U of Trustees Will Vote to Close Aviation Next Week
University of Illinois Interim Chancellor Robert Easter confirms the university's Board of Trustees will vote next week during a meeting in Chicago to close its Institute of Aviation.
A panel of administrators and faculty made the recommendation in February as part of a series of cost-cutting measures known as "Stewarding Excellence." But members of the Institute's Alumni Advisory Board say the trustees are ignoring a vote by the U of I's Faculty Senate to keep the facility open. Even though the proposal to close the Institute failed by three votes, Easter calls that tally 'essentially a tie".
"We have other bodies, the Stewarding Excellence process, the Faculty Committee on courses and curriculum, they have supported the decision," he said. "We had to arrive at some decision, so we decided to move it forward."

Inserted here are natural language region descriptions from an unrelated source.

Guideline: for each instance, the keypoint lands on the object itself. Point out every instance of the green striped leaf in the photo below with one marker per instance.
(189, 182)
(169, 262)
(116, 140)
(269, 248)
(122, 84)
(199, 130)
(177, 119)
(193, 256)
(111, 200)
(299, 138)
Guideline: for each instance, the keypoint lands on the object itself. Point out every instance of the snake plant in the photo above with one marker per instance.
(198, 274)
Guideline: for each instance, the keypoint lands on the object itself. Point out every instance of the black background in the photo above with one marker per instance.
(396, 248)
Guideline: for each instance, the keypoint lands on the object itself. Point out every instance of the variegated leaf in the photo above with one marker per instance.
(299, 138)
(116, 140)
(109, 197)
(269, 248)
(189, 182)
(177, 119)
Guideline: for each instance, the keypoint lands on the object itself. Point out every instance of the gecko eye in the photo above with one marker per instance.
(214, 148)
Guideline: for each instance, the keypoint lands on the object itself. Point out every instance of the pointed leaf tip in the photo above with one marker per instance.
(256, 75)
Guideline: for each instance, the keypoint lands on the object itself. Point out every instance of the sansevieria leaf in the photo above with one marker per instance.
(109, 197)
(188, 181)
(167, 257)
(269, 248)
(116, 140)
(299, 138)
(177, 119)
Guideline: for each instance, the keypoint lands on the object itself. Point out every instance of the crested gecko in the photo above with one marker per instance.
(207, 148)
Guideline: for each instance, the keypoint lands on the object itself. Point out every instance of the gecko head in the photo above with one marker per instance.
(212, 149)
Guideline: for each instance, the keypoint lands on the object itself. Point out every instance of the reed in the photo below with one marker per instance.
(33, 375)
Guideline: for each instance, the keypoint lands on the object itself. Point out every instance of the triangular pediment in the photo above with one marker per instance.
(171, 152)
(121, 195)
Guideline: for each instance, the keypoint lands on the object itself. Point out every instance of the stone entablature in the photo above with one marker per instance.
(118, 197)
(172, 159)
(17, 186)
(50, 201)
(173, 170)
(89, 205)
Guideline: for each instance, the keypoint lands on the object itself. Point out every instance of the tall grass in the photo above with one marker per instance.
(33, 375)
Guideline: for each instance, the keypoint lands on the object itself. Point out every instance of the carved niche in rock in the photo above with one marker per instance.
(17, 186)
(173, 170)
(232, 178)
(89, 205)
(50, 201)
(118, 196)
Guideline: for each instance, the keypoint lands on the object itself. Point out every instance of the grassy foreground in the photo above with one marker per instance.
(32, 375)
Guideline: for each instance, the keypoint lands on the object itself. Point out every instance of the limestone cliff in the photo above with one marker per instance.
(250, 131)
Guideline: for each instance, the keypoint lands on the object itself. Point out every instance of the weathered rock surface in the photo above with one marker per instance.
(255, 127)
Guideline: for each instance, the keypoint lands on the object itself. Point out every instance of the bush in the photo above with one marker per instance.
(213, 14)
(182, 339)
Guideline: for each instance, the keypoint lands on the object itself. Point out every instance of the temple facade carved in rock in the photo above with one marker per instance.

Easter notes that the Institute's degree program was only established in the late 90's, while the U of I has been teaching people to fly since the 1940's. Easter said the U of I still wants to find a way to offer pilot training, and it is working with a local community college to provide those courses. He would not say whether that school is Parkland College. Easter also said the closure date for Aviation would be 'several years' away.
"We have a very real obligation and commitment to continue to operate the educational program until the students have had a reasonable opportunity to complete their degrees." he said.
Karen Koenig with the Institute's alumni panel said there has been an effort to merge the Institute with another unnamed college. But Easter said any progress at a meeting between the two parties scheduled for Wednesday will likely be too late to change the outcome of the Board of Trustees vote next week.
Koenig said the powers that be are ignoring the actions of others, and not giving Aviation enough time to respond, since the Institute's alumni panel only learned of administrators' plans on Tuesday.
"The original proposal made by (Easter) to close the institute is the one being sent to the trustees, and that totally circumnavigates the votes that were made by the University Senate, the Student Senate, the Faculty-Student Senate, and the Educational Policy Committee," Koenig said. "Those are not being considered."
Dana Dann-Messier is President of Koening's advisory group. He says the university's efforts to shut down aviation started in 2005, when instructor and director positions started becoming vacant and weren't refilled. Dann-Messier says those actions are hurting the business.
"It's apocolyptic," he said. "Those are the words the industry is using for the pilot shortage on the horizon. And for the administration to be engaging in these kinds of games when the future of air transportation is at stake, and we can be a leader in that future, it's mind boggling. That's all I can say."
Staff and alumni from the Institute of Aviation plan to rally Thursday morning before the Board of Trustees meeting.